Monday, August 02, 2010

MrBayes Analyzes The Fundulus Heteroclitus Data

And, the phylogenetic tree doesn't change much from what Kris published in his thesis using UPGMA. I'm trying to re-write the thesis for journal submission, and realized that we need another view or two of how a phylogenetic tree could be assembled from our DNA sequences. MrBayes uses Bayesian statistical techniques, different from other approaches in that it assumes one knows something about a data set and conditions, and that information can be woven in building a tree (in this case). I've been using it with my striped and longnose killifish data and it gives more plausible results than other approaches. I'll show those trees later.

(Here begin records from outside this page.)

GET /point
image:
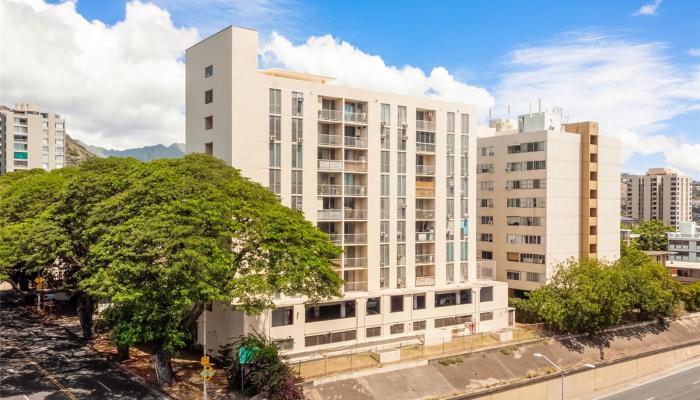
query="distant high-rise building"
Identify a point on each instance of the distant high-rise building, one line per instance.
(546, 192)
(30, 138)
(390, 178)
(662, 194)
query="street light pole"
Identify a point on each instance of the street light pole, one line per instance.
(561, 371)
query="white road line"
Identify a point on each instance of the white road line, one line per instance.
(103, 385)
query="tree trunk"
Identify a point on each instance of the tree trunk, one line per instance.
(86, 309)
(163, 366)
(122, 353)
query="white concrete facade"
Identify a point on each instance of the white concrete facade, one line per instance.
(662, 194)
(389, 177)
(30, 138)
(538, 204)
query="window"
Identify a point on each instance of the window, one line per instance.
(419, 325)
(397, 303)
(419, 301)
(396, 329)
(465, 296)
(487, 316)
(297, 104)
(486, 294)
(445, 299)
(374, 306)
(374, 331)
(283, 316)
(275, 101)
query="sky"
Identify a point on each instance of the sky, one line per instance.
(115, 69)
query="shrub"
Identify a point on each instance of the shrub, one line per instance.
(266, 373)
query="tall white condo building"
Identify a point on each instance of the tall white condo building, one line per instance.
(390, 178)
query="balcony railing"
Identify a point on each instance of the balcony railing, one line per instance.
(359, 143)
(355, 190)
(360, 118)
(330, 215)
(355, 263)
(356, 286)
(330, 140)
(355, 238)
(356, 166)
(425, 258)
(330, 190)
(425, 170)
(330, 115)
(351, 213)
(330, 165)
(425, 280)
(425, 147)
(425, 192)
(425, 214)
(422, 125)
(425, 236)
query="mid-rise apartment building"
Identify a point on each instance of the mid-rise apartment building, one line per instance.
(684, 244)
(662, 194)
(546, 192)
(30, 138)
(390, 178)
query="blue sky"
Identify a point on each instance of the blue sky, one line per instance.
(647, 63)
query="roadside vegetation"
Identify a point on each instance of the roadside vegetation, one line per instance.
(157, 241)
(591, 295)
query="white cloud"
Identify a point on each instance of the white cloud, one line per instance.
(648, 9)
(118, 86)
(326, 55)
(633, 89)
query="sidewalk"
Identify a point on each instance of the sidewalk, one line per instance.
(497, 367)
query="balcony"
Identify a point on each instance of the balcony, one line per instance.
(330, 165)
(425, 281)
(356, 286)
(355, 142)
(355, 166)
(422, 125)
(355, 214)
(330, 115)
(330, 140)
(356, 190)
(356, 118)
(426, 170)
(330, 190)
(355, 263)
(425, 214)
(425, 147)
(355, 238)
(425, 259)
(425, 236)
(330, 215)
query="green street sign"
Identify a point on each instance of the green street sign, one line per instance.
(246, 354)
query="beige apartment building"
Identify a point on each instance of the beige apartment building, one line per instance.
(30, 138)
(390, 178)
(661, 193)
(546, 192)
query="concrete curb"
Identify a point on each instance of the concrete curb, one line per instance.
(549, 377)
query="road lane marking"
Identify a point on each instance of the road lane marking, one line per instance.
(103, 385)
(48, 375)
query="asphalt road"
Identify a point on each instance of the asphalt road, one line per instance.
(683, 385)
(40, 361)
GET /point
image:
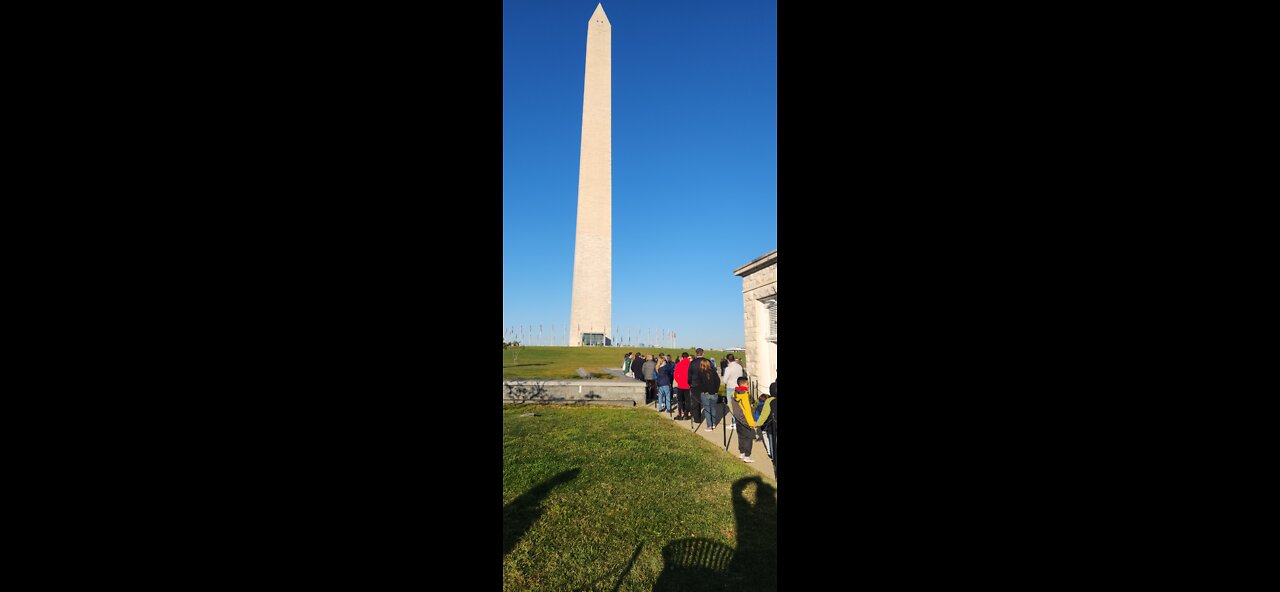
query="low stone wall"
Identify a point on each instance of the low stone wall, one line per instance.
(624, 391)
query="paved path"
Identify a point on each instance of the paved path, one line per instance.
(762, 464)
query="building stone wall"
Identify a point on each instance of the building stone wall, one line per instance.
(759, 283)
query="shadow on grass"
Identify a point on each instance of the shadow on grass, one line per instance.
(700, 564)
(525, 510)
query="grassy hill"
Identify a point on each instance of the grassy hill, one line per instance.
(558, 363)
(627, 500)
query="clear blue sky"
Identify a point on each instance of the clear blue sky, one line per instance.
(694, 160)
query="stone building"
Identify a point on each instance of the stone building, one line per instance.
(760, 319)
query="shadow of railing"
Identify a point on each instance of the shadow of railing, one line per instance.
(524, 394)
(520, 515)
(702, 564)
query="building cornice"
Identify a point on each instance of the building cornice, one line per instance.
(758, 263)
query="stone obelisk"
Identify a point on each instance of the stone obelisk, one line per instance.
(593, 247)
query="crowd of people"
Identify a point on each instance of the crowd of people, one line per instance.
(690, 387)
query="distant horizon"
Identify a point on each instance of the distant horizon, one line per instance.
(694, 158)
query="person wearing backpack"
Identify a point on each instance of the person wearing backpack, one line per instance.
(728, 377)
(704, 386)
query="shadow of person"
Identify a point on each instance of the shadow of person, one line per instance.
(702, 564)
(520, 515)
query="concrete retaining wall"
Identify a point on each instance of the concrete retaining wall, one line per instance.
(626, 391)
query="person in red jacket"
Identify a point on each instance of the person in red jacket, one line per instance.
(682, 387)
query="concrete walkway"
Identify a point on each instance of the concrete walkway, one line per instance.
(763, 464)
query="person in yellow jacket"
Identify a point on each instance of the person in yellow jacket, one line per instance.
(746, 422)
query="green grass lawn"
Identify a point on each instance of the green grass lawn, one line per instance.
(624, 499)
(562, 363)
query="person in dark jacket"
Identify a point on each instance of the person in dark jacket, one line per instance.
(704, 386)
(663, 379)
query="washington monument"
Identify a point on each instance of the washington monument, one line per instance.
(593, 246)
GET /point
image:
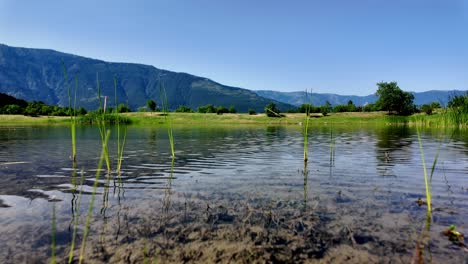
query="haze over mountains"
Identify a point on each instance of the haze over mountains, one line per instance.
(298, 98)
(37, 75)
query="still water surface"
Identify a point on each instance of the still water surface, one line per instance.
(362, 180)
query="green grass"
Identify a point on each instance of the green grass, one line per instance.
(103, 157)
(426, 179)
(54, 232)
(167, 118)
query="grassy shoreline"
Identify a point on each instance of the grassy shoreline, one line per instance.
(200, 119)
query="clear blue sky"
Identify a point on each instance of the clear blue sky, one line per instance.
(336, 46)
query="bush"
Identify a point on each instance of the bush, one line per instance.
(184, 109)
(232, 110)
(272, 111)
(122, 108)
(326, 108)
(394, 100)
(209, 108)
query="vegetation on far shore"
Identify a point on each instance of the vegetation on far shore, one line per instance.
(394, 106)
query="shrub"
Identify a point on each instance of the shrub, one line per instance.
(184, 109)
(272, 111)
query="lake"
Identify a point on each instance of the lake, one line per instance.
(234, 194)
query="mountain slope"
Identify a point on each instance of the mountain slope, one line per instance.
(37, 74)
(298, 98)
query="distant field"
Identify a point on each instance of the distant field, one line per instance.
(21, 119)
(213, 119)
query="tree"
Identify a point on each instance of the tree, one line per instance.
(221, 110)
(393, 99)
(209, 108)
(122, 108)
(272, 111)
(232, 110)
(326, 108)
(184, 109)
(151, 105)
(252, 111)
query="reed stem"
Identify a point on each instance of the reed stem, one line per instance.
(426, 180)
(93, 196)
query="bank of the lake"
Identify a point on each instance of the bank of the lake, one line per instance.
(202, 119)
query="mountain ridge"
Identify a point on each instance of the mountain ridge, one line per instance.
(300, 97)
(37, 74)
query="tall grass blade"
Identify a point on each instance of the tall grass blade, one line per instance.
(76, 216)
(72, 114)
(93, 196)
(54, 234)
(306, 129)
(426, 180)
(102, 124)
(165, 107)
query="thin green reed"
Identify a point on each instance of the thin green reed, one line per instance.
(165, 107)
(72, 116)
(120, 147)
(426, 180)
(93, 195)
(76, 216)
(101, 123)
(306, 128)
(54, 233)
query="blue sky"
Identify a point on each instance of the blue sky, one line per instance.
(334, 46)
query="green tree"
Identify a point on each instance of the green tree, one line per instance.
(184, 109)
(221, 110)
(393, 99)
(326, 108)
(209, 108)
(12, 109)
(151, 105)
(272, 111)
(123, 108)
(232, 110)
(252, 111)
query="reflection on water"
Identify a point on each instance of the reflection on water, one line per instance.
(224, 174)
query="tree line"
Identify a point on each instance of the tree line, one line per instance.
(390, 98)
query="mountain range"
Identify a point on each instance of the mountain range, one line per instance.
(38, 75)
(298, 98)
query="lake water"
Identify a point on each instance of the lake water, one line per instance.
(234, 194)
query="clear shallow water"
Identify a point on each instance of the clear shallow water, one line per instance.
(364, 179)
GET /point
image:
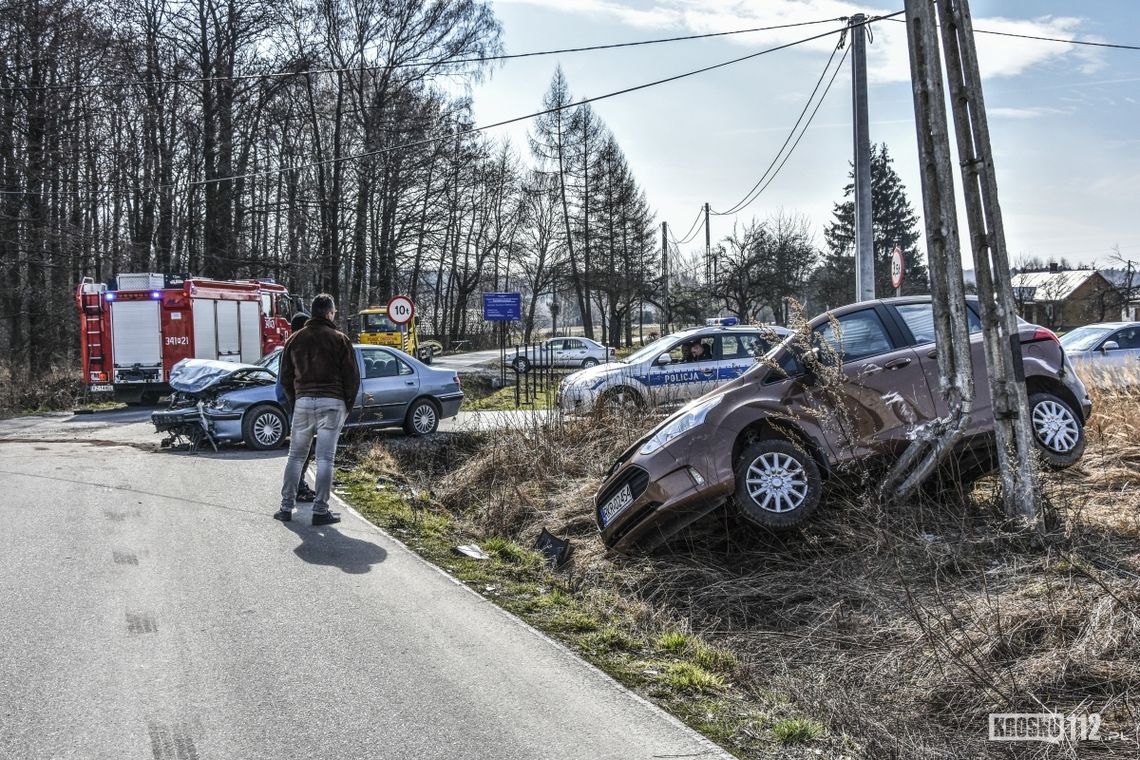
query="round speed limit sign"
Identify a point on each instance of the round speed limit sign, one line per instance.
(897, 268)
(400, 309)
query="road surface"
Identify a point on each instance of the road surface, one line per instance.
(153, 610)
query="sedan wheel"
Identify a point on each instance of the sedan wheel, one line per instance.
(263, 427)
(422, 418)
(778, 483)
(1057, 431)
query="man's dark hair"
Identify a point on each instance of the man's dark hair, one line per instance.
(298, 321)
(323, 305)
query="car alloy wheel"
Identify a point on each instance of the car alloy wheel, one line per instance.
(263, 427)
(1057, 430)
(778, 483)
(422, 418)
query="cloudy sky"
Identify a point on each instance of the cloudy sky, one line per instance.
(1065, 119)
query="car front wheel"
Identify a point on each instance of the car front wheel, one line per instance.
(422, 418)
(265, 427)
(778, 484)
(1057, 431)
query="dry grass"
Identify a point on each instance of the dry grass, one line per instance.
(898, 627)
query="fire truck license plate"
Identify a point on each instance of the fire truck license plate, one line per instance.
(617, 505)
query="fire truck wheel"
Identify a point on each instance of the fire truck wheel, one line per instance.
(265, 427)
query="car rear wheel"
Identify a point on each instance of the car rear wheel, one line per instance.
(265, 427)
(778, 484)
(422, 418)
(1057, 431)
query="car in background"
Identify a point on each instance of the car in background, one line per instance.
(221, 401)
(767, 441)
(666, 372)
(561, 352)
(1106, 353)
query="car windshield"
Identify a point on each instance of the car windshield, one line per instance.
(653, 350)
(1083, 338)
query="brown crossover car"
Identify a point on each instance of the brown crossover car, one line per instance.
(767, 440)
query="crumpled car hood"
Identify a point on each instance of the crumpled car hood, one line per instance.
(198, 375)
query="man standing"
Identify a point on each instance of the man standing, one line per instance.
(320, 378)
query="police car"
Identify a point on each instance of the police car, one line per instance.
(673, 369)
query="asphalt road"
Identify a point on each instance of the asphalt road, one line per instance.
(149, 607)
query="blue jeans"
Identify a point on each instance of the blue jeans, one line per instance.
(312, 417)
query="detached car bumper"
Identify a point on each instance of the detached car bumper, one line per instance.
(646, 498)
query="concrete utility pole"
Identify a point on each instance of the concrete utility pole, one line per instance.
(708, 247)
(864, 243)
(665, 277)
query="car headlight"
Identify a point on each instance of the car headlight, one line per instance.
(691, 417)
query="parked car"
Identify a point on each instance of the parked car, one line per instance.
(666, 372)
(1107, 353)
(762, 442)
(224, 401)
(561, 352)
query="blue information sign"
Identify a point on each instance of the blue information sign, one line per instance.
(502, 307)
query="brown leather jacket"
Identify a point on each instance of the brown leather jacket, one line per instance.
(319, 361)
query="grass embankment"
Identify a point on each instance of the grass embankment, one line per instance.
(874, 631)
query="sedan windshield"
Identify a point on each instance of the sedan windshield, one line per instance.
(1084, 338)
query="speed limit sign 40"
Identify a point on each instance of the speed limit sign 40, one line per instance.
(400, 309)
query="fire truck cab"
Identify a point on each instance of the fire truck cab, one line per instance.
(135, 333)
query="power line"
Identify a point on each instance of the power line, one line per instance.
(743, 202)
(482, 128)
(414, 64)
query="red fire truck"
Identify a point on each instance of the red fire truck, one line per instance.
(133, 334)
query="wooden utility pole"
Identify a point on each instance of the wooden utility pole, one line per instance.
(665, 277)
(991, 263)
(947, 291)
(864, 240)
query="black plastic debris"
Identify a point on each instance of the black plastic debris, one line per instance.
(472, 550)
(555, 549)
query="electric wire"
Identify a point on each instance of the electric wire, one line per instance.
(413, 64)
(505, 122)
(807, 104)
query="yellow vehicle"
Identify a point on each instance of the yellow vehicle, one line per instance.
(373, 326)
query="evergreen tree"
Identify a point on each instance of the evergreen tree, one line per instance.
(893, 223)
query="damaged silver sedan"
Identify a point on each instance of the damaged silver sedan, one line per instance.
(219, 401)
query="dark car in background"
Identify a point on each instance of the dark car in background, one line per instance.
(762, 442)
(222, 401)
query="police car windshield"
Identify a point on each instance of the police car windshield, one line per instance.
(653, 350)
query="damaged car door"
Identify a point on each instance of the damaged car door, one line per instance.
(885, 394)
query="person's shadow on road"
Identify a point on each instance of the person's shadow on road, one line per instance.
(324, 545)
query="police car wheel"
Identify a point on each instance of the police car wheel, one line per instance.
(263, 427)
(778, 484)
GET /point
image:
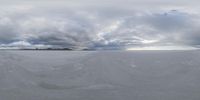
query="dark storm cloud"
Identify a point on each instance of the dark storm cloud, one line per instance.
(95, 25)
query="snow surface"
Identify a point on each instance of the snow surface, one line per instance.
(100, 75)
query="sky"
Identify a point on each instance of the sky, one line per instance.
(100, 24)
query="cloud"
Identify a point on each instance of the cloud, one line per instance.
(97, 27)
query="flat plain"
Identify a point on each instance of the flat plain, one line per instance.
(100, 75)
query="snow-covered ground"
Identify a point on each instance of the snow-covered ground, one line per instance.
(100, 75)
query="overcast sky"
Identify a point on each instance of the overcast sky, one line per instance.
(99, 24)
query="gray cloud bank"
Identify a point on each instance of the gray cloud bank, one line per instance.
(98, 27)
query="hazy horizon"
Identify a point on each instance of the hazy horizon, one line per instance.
(100, 24)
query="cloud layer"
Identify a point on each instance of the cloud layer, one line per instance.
(98, 26)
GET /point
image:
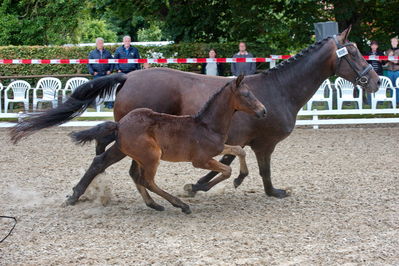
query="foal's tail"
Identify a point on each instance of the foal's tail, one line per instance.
(77, 103)
(97, 133)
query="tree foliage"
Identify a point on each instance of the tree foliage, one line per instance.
(30, 22)
(286, 25)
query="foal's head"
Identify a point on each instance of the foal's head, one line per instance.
(244, 100)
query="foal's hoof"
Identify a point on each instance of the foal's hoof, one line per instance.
(237, 182)
(278, 193)
(186, 209)
(156, 207)
(189, 189)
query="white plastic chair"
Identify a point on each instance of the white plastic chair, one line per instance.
(110, 98)
(381, 94)
(20, 90)
(345, 90)
(319, 96)
(71, 85)
(50, 88)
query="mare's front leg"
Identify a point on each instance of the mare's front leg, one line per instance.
(263, 157)
(240, 153)
(210, 165)
(99, 164)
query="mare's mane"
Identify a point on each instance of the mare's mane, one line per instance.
(287, 64)
(210, 101)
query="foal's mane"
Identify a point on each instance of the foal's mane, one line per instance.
(284, 65)
(210, 101)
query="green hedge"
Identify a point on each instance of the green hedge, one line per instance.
(182, 50)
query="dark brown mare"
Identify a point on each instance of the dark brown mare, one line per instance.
(283, 90)
(148, 137)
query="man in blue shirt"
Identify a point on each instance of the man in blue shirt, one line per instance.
(100, 70)
(126, 51)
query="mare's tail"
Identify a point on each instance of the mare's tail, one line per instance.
(77, 103)
(95, 133)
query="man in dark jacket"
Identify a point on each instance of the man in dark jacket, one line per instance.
(126, 51)
(100, 70)
(243, 68)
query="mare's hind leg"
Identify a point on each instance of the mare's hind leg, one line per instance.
(228, 150)
(99, 164)
(214, 166)
(135, 174)
(103, 142)
(240, 153)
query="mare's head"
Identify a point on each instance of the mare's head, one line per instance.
(351, 65)
(244, 100)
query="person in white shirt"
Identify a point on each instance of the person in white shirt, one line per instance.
(212, 69)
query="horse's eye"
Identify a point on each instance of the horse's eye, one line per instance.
(245, 93)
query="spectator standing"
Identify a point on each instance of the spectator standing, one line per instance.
(100, 70)
(212, 68)
(126, 51)
(243, 68)
(393, 65)
(377, 64)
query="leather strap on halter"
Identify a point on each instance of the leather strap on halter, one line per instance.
(361, 78)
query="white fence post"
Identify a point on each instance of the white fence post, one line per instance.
(315, 119)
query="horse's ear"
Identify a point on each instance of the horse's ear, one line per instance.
(239, 80)
(345, 33)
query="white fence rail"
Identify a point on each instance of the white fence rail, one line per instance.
(316, 119)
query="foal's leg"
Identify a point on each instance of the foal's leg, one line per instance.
(214, 166)
(227, 160)
(240, 153)
(148, 172)
(135, 174)
(99, 164)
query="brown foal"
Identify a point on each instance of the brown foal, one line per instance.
(148, 137)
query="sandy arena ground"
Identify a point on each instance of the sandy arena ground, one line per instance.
(344, 207)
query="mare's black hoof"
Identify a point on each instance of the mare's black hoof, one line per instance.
(156, 207)
(189, 189)
(186, 209)
(278, 193)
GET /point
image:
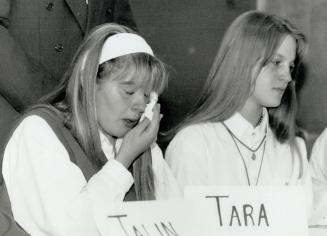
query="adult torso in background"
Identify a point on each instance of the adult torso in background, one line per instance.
(47, 33)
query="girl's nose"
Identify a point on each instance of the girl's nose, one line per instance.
(286, 75)
(139, 103)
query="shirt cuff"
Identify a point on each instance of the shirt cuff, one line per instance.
(111, 183)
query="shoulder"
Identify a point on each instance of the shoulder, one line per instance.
(196, 131)
(33, 130)
(193, 139)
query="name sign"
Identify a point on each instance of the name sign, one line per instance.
(150, 218)
(243, 210)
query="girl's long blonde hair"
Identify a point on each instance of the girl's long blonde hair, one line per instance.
(247, 46)
(74, 98)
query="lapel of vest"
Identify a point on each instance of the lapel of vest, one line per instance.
(79, 9)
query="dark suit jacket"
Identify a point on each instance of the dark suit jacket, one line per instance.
(37, 41)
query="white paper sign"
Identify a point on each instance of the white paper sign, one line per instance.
(261, 211)
(151, 218)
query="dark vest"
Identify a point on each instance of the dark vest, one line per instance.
(75, 151)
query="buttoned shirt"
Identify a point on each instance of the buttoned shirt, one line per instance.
(207, 154)
(49, 194)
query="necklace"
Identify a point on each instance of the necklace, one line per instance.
(234, 138)
(253, 156)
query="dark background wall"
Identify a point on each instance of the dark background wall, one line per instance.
(185, 34)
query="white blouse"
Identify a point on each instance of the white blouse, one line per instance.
(49, 194)
(318, 165)
(206, 154)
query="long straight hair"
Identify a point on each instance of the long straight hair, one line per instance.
(74, 98)
(247, 46)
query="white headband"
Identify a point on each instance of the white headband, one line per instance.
(122, 44)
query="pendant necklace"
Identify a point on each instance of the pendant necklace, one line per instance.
(253, 156)
(263, 141)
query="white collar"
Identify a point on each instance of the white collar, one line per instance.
(242, 127)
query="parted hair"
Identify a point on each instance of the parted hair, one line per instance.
(247, 46)
(74, 98)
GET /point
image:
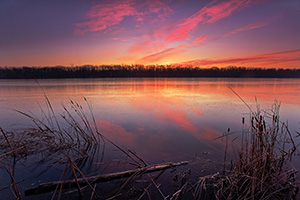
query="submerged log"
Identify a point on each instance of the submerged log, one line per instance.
(51, 186)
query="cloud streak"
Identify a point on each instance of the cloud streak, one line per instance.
(211, 13)
(270, 59)
(102, 17)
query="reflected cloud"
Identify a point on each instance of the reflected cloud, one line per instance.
(266, 60)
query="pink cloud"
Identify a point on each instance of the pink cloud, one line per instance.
(211, 13)
(271, 59)
(200, 40)
(102, 17)
(154, 58)
(145, 47)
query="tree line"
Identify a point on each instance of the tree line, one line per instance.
(114, 71)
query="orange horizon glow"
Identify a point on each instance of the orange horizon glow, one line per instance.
(161, 32)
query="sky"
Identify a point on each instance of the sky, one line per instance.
(203, 33)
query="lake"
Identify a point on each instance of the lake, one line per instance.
(161, 119)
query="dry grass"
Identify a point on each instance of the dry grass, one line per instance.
(260, 171)
(262, 168)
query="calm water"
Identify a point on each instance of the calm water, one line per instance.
(160, 119)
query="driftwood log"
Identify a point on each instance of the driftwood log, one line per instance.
(51, 186)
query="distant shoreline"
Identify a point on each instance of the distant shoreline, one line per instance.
(140, 71)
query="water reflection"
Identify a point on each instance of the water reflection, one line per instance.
(161, 119)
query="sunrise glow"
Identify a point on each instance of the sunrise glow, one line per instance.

Anyway, with the mummichog dataset once again there is a strong north/south divide between populations, and the Virginia populations are distinct from those to the south. The larger numbers are a consensus value from the several thousand runs the program makes through the data, so 0.59 means that 59% of the program runs came up with the same solution. There are two outgroups in this tree, Rivulus (I forget which species) and Fundulus similis from Key West, FL.